Interrompi o processo do sonho pois sabia que não estava no físico, no entanto não estava com a capacidade de alterar os estados de consciência e estava preso naquela região que havia me desdobrado, que apesar de não ser negativa, não me era útil pois era limitada.
Como não havia o que fazer no Astral naquela região, tive claro o ímpeto de regressar ao Corpo Físico para repetir a tentativa do Desdobramento, assim poderia já me desdobrar diretamente a sub-região necessária a prática que em questão queria realizar, já que não me sentia capaz de alterar meu estado de ânimo já nos mundos internos (mudar de sub-região).

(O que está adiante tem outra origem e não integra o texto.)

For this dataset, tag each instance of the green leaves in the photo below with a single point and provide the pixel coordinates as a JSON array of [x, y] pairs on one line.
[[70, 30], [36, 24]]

Para minha surpresa não sentia o Corpo Físico, e completamente diferente de todos os outros Desdobramentos ou mesmo estados de Lucidez Interna (quando damo-nos conta que estamos sonhando e interrompemos o processo do sonho), não me sentia ligado a nada na região tridimensional.
Não digo que fiquei assustado pois internamente não temos a mesma manifestação que tem a nossa personalidade, mas confesso que fiquei surpreso.
Me voltei a pessoa que ao meu lado me acompanhava e comuniquei a minha conclusão: “Desencarnei, não tenho mais corpo físico”.
Busquei internamente a figura da Mãe, e lhe comuniquei: “Não estou no físico e não consigo retornar, não tenho mais corpo físico.”
E assim claro houveram muitas vivências mas infelizmente em um estado letárgico já que não conseguia, apesar de consciente, integrar-me com as partes superiores do Ser e ser arrebatado às regiões da Luz, da Sabedoria.

Claro que não havia desencarnado, pois aqui estamos para escrever isto (ou será que o leitor não está no mundo tridimensional neste momento?).
Em fim, a conclusão que cheguei, é que o físico estava muito debilitado e por isto estava quase imperceptível e incomunicável.
É compreensível que as enfermidades podem gerar no corpo físico uma quase morte, e o retorno ao físico pode ficar difícil por conta destes problemas orgânicos ou mesmo nos corpos internos.

Claro que desdobrar-nos em astral, todos desdobramos, não há perigo algum nisto pois todas as pessoas o fazem, seja conscientemente seja inconsciente. Os sonhos se processam na mesma região aonde podemos ter estas vivências e ver a realidade interna tal como é.

Nós todos temos máximas e mínimas nas funções geral de nosso organismo e o físico há épocas que responde bem, e há épocas que responde mal. Assim os demais corpos e mesmo as demais funções e capacidades, há momentos que operam em uma máxima capacidade e há momentos que operam em uma mínima capacidade e foi isto que inevitavelmente experimentei... uma baixa capacidade momentânea que causou esta estranha mas interessante experiência.

Certamente se houvesse desencarnado, em algum momento havia esta máxima ou esta manifestação normal dos organismos internos em geral e escaparia daquela momentânea letargia para com a Alma.

Há tantas coisas que temos de aprender a fazer no físico para que possamos aprender a repetir isto nas regiões internas da natureza e infelizmente nem todos tem esta compreensão.
Saber manejar os estados anímicos, saber produzir estados alterados de consciência voluntariamente é indispensável para no dia a dia atuarmos com a devida manifestação de Consciência e nas regiões internas da natureza isto igualmente se faz indispensável.

Há pessoas que tem consciência nos mundos internos, e até recordam-se de pedir para irem aos Templos da Loja Branca, ou mesmo invocam algum Mestre, só que quase sempre não tem um retorno. E isto é porque o astral não são palavras, são sentimentos, e precisamos realmente sentir aquilo que estamos falando, fazendo.
Saber integrar-se com esta força que anelamos dialogar ou com esta região que queremos nos transportar, é indispensável.